A velhice traz umas atribuições curiosas porque impõe urgência em coisas que foram negligenciadas pela vida toda. Depois de uma certa idade, prestação de contas e reparações ocupam os espaços vazios da nossa vida com tal frequência que, lá pelas tantas, nenhuma dúvida: a velhice é a pátria dos espaços vazios. Os problemas de convívio começam quando as famílias não conseguem disfarçar que o vagão ocupado pelo vôzinho é um atravanco na locomotiva dos filhos.
Abraham era um alfaiate judeu, de 88 anos, que vivia na Argentina desde os 18 e foi surpreendido com a revelação de que suas quatro filhas amadas tinham vendido a casa onde vivera desde sempre e lhe destinado uma hospedagem, anunciada como digna, num lar de velhos desconhecidos. Em represália à iniciativa da prole que decidira o que fazer sem consultá-lo, foi a uma agência de turismo e, com suas economias, comprou um pacote de viagem para a Polônia, com intenção de reencontrar um amigo que lhe salvara a vida no final da guerra, ajudando-o a fugir do inferno nazista. A promessa de voltar um dia para prestar contas ao amigo de como vivera a vida que lhe salvara enfrentaria um grande problema: já haviam se passado 70 anos e nenhum contato ocorrera desde então.

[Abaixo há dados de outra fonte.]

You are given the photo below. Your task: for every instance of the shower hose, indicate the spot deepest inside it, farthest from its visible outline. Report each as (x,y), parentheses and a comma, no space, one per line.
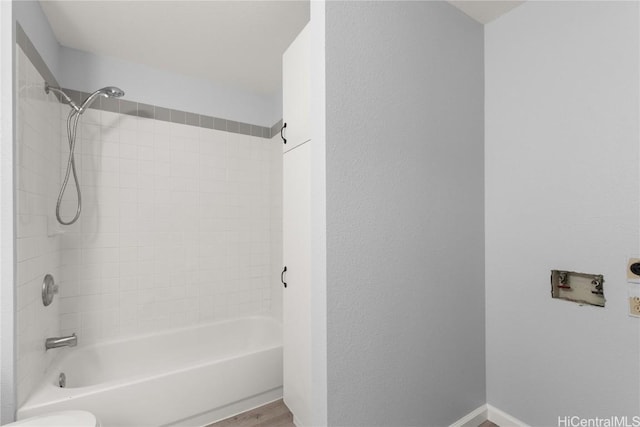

O roteiro pela Europa deveria ser cumprido por via ferroviária e, em Paris, foi socorrido por uma mulher jovem que, ao vê-lo ridicularizado tentando se comunicar sem falar francês, resolveu ajudá-lo e descobriu, então, que ele não aceitaria que o roteiro passasse pela Alemanha, um país em que ele jurara nunca mais pôr os pés. E justificou contando-lhe a experiência horrorosa de perder um irmão menor que teria escapado da câmara de gás se tivesse mais de 11 anos, mas lhe faltava um mês para alcançar aquela idade que o habilitaria ao trabalho escravo. A derrubada dos preconceitos começou quando a jovem, solidária e generosa, confessou que ela própria era alemã e argumentou que o povo da Alemanha moderna tem consciência daqueles absurdos e ainda se sente constrangido pelo passado. De qualquer modo, na estação alemã, onde faria o traslado para Varsóvia, ela teve que improvisar um tapete com roupas estendidas por uns 10 metros até o banco onde ele esperaria o próximo trem. A decisão de não tocar o solo alemão foi respeitada.
No caminho para a Polônia, ele teve uma série de alucinações no trem e acabou caindo desacordado. Acordou num hospital polonês, aos cuidados de uma linda médica com quem se comunicou em iídiche e ouviu dela a triste informação de que a sua perna direita, com péssima circulação, devia ser amputada. Ele implorou a prorrogação da cirurgia por mais uns dois dias, porque precisava daquela perna para encontrar o tal amigo. Comovida com a história, a médica resolveu ajudá-lo e peregrinaram pela ruas do bairro onde vivera em Varsóvia. Numa ansiedade previsível, ele confessa: “Tenho medo que ele não esteja, tenho medo que esteja, tenho medo de tudo.”
Chegando ao antigo endereço, ele contemplou a fachada de um atelier, até que, de repente, ocupou a janela um velho de cabeça muito branca e eles não precisaram mais do que poucos segundos para se descobrirem. E, então, o amigo, que tinha melhores pernas, correu para abraçá-lo. Soluçando de emoção, ele entregou ao amigo um traje que recebera dele como um presente antes da viagem para a Argentina, havia 70 anos. Quando o amigo perguntou se era o traje azul, ele balançou a cabeça e chorou, e choramos todos, outra vez. O Último Traje é um filme argentino, escrito e dirigido por Pablo Solarz. E confirma que, com uma linda história, três ou quatro bons atores e uma direção sensível, é possível criar uma obra memorável, sem os custos astronômicos das superproduções.
Em tempo: esse filme nunca concorrerá ao Oscar de efeitos especiais. Mas o efeito que provoca na gente, esse, sim, é especial.